Node 0 (Master Node):

export MLP_WORKER_GPU=8
export MLP_WORKER_NUM=2
export MLP_ROLE_INDEX=0
export MLP_WORKER_0_HOST={MASTER_NODE_IP}
export MLP_WORKER_0_PORT=29500

bash scripts/train.sh \
    configs/pi05/pi05_paligemma_libero10_full_finetune.py \
    work_dirs/pi05_paligemma_libero10_full_finetune

Node 1:

export MLP_WORKER_GPU=8
export MLP_WORKER_NUM=2
export MLP_ROLE_INDEX=1
export MLP_WORKER_0_HOST={MASTER_NODE_IP}
export MLP_WORKER_0_PORT=29500

bash scripts/train.sh \
    configs/pi05/pi05_paligemma_libero10_full_finetune.py \
    work_dirs/pi05_paligemma_libero10_full_finetune

4. Using Additional Arguments#

# Override configuration parameters
bash scripts/train.sh \
    configs/pi05/pi05_paligemma_libero10_full_finetune.py \
    work_dirs/custom_run \
    --cfg-options runner.max_epochs=100 runner.save_interval=500

# Resume training from a checkpoint
bash scripts/train.sh \
    configs/pi05/pi05_paligemma_libero10_full_finetune.py \
    work_dirs/pi05_resume \
    --resume-from work_dirs/previous_run/checkpoint_epoch_5.pt

# Automatic evaluation after training
bash scripts/train.sh \
    configs/pi05/pi05_paligemma_libero10_full_finetune.py \
    work_dirs/pi05_with_eval \
    --eval-after-train

5. Combining Multiple Additional Arguments#

bash scripts/train.sh \
    configs/pi05/pi05_paligemma_libero10_full_finetune.py \
    work_dirs/pi05_full \
    --resume-from work_dirs/previous_run/latest.pt \
    --eval-after-train \
    --cfg-options runner.max_epochs=50 train_dataloader.batch_size=16

Output Artifacts#

Upon training completion, the following files are generated in the WORK_DIR directory:

  • config.yaml / config.json - Backup of the training configuration

  • checkpoint_*.pt - Model checkpoint files

  • dataset_statistics.json - Dataset statistics (if applicable)
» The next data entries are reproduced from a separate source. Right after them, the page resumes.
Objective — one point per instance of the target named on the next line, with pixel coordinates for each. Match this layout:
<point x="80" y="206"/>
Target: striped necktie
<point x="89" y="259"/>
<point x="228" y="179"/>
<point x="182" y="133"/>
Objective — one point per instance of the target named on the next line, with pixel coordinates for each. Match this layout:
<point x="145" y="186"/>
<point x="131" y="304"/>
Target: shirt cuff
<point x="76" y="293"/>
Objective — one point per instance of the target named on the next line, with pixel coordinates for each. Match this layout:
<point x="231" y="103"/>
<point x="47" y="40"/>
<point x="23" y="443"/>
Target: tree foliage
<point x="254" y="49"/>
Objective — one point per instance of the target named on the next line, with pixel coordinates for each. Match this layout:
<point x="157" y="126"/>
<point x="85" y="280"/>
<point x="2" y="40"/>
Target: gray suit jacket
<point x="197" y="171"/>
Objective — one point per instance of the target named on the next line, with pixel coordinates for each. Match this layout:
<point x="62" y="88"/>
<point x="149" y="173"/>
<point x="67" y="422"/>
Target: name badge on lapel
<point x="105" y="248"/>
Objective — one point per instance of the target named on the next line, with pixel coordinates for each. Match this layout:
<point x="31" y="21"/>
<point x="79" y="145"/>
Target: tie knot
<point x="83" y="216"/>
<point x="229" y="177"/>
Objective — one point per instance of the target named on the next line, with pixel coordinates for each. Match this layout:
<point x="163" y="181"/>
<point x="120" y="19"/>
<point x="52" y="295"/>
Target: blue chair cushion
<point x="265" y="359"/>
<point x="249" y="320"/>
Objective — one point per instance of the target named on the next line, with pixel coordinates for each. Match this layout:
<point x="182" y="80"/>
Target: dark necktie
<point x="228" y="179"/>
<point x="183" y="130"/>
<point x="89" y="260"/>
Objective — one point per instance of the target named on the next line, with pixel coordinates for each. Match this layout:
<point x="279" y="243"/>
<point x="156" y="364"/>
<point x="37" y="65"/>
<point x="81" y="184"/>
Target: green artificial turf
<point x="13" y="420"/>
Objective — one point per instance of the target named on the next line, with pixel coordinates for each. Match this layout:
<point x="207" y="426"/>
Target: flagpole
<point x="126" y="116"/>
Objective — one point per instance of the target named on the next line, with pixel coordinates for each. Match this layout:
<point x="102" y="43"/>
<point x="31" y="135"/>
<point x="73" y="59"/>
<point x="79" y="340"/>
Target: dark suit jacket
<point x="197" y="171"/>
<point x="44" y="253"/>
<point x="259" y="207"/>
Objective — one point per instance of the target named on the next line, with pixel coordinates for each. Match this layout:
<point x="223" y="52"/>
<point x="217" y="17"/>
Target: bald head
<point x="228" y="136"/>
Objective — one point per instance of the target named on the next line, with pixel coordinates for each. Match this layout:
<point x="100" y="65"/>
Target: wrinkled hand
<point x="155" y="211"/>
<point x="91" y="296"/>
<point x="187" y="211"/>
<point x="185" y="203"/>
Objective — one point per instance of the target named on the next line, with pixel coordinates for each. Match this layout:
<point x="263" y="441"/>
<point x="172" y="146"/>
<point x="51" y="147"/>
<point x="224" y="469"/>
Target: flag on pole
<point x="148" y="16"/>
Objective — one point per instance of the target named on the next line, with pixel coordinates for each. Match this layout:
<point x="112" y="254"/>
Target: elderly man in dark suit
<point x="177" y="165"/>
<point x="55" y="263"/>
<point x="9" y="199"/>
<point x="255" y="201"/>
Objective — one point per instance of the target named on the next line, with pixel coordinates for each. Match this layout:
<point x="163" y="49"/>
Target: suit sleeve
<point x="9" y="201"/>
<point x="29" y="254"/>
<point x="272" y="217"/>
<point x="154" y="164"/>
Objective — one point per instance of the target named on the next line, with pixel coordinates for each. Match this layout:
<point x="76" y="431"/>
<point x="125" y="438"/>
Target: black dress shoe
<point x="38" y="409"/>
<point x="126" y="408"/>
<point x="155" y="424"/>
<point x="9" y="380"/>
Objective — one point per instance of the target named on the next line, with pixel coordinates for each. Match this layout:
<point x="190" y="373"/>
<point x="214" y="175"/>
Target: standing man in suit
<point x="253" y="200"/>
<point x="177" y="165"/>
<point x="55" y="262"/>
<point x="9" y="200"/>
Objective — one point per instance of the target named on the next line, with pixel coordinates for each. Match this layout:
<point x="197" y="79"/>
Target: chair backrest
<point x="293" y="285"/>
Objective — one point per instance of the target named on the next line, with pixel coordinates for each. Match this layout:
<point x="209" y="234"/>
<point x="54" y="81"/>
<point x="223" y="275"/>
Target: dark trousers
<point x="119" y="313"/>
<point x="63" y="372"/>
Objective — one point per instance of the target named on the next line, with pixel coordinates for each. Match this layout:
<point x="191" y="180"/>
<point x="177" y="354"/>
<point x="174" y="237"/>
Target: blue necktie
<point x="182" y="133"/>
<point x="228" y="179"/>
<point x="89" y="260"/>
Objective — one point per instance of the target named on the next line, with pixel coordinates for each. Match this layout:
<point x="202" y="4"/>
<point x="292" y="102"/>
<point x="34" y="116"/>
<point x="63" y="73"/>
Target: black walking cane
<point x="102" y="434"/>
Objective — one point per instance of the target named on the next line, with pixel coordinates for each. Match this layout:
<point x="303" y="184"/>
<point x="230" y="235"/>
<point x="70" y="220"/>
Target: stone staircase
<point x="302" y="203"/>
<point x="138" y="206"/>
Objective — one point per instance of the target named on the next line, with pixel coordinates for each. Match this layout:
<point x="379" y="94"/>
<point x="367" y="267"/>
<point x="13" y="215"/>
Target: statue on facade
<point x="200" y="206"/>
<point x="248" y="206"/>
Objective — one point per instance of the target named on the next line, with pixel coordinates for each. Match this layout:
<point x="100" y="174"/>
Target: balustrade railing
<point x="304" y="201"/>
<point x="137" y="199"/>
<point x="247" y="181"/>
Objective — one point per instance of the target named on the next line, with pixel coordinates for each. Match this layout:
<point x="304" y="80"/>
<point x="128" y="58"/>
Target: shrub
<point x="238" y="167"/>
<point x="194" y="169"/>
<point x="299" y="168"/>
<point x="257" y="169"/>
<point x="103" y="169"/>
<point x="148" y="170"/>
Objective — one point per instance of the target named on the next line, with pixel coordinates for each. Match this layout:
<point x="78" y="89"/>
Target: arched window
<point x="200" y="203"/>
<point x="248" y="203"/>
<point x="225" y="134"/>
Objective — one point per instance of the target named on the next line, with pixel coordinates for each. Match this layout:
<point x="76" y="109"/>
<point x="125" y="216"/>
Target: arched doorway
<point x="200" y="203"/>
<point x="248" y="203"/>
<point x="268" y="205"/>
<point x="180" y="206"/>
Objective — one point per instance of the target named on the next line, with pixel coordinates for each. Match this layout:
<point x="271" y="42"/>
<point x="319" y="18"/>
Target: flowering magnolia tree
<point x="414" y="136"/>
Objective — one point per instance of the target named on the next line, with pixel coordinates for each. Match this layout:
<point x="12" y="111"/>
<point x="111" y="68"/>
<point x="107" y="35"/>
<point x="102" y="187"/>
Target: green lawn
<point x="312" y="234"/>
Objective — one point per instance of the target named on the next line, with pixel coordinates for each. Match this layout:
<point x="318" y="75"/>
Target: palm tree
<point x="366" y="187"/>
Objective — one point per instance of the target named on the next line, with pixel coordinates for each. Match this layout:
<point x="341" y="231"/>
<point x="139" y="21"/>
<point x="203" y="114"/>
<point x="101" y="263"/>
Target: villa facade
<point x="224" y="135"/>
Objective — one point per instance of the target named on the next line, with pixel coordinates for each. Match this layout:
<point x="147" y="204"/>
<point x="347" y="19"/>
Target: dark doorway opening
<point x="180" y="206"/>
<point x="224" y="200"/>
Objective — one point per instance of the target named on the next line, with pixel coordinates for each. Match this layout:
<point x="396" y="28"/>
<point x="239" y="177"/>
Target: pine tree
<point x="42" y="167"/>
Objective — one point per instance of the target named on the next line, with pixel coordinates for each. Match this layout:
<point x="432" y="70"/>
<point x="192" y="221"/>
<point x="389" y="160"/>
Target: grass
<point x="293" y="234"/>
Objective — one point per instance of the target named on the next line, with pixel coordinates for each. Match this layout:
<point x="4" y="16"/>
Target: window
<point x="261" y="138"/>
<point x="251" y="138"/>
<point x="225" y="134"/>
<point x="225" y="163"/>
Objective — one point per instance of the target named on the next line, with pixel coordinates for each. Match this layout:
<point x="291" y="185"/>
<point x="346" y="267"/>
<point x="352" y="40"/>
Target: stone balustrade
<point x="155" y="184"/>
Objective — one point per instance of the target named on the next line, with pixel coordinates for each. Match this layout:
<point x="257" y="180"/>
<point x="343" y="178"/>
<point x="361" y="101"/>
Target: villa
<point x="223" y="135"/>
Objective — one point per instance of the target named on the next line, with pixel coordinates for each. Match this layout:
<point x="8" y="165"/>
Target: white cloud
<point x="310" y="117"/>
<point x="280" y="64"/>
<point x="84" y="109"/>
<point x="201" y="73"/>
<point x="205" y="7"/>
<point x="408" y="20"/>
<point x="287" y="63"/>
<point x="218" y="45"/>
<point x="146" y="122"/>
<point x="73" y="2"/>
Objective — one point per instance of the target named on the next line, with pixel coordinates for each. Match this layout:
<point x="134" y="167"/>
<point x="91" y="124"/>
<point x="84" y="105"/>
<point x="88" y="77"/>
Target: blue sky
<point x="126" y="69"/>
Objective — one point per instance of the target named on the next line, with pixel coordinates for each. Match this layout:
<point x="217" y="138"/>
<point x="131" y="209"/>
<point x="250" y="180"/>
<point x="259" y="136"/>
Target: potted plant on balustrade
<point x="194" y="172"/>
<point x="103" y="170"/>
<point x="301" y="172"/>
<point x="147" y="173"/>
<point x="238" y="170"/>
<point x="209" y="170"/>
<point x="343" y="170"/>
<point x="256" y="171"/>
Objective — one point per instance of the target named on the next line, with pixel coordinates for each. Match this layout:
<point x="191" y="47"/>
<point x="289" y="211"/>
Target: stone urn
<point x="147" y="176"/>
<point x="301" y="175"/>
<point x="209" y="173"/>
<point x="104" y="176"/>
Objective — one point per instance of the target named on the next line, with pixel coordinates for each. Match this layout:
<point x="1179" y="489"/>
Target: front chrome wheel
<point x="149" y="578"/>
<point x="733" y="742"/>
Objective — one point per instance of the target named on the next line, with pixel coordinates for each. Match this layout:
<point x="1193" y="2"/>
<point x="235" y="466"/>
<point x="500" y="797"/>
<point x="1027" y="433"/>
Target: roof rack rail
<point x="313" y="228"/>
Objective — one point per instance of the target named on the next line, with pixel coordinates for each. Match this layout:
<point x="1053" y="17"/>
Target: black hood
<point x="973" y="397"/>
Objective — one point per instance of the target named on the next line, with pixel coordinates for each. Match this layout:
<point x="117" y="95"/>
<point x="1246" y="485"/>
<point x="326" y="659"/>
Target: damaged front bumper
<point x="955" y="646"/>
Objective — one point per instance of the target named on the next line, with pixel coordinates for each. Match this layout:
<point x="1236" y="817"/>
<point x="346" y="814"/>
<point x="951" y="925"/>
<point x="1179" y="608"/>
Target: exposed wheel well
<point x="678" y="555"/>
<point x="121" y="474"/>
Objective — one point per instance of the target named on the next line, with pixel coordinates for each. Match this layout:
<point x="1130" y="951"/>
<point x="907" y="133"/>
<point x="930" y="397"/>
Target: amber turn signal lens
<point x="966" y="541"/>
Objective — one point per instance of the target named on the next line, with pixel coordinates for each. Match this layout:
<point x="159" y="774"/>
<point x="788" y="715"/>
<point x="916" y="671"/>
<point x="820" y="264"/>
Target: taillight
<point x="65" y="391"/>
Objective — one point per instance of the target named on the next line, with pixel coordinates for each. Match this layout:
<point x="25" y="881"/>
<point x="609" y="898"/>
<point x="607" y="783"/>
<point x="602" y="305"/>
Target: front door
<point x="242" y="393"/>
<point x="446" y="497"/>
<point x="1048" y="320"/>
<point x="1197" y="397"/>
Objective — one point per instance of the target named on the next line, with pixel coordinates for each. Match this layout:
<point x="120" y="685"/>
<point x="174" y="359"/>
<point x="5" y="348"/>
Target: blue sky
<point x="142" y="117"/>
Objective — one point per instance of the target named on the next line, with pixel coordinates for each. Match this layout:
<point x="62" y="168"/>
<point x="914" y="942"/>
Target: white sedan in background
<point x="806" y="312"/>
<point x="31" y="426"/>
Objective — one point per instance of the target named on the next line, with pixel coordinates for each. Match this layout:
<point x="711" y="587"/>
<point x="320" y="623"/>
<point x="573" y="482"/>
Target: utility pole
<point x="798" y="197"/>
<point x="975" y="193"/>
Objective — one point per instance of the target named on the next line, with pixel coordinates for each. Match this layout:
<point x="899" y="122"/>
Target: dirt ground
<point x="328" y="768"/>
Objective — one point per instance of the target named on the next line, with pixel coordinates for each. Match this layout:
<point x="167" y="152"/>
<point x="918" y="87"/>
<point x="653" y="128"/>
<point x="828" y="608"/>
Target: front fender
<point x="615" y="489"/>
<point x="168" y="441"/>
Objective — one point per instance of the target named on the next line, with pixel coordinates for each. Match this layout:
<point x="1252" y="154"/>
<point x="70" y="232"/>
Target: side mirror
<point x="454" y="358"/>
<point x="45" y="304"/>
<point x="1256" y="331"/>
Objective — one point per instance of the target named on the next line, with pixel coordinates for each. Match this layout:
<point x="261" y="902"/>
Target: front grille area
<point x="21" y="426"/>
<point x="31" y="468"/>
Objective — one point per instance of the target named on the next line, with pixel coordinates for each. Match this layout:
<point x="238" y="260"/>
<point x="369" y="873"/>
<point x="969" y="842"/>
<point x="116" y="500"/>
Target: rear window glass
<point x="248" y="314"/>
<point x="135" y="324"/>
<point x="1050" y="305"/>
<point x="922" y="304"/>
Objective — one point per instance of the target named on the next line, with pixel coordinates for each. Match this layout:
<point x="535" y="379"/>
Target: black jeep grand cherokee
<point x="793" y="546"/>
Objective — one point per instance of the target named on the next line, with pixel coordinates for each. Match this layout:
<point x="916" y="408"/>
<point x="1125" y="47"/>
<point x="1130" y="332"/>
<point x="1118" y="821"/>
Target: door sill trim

  • {config_name}_{timestamp}.jsonl - Training log file recording loss curves and other training metrics

  • Tokenizer-related files - Generated if a tokenizer is employed

Important Notes#

  1. Environment Variables Must Be Set: All MLP_* environment variables must be correctly configured before executing the script; otherwise, torchrun will fail to initialize distributed training.

  2. Configuration File Format: Configuration files use the MMEngine Config format (Python files) and must conform to the project’s configuration specifications.

  3. Multi-Node Synchronization: During multi-node training, all nodes must use identical CONFIG and WORK_DIR parameters.

  4. Port Conflicts: Ensure that the port specified by MLP_WORKER_0_PORT is not occupied and is accessible through the firewall.

  5. NCCL Backend: NCCL is used as the default distributed backend. Ensure compatibility between CUDA and NCCL versions.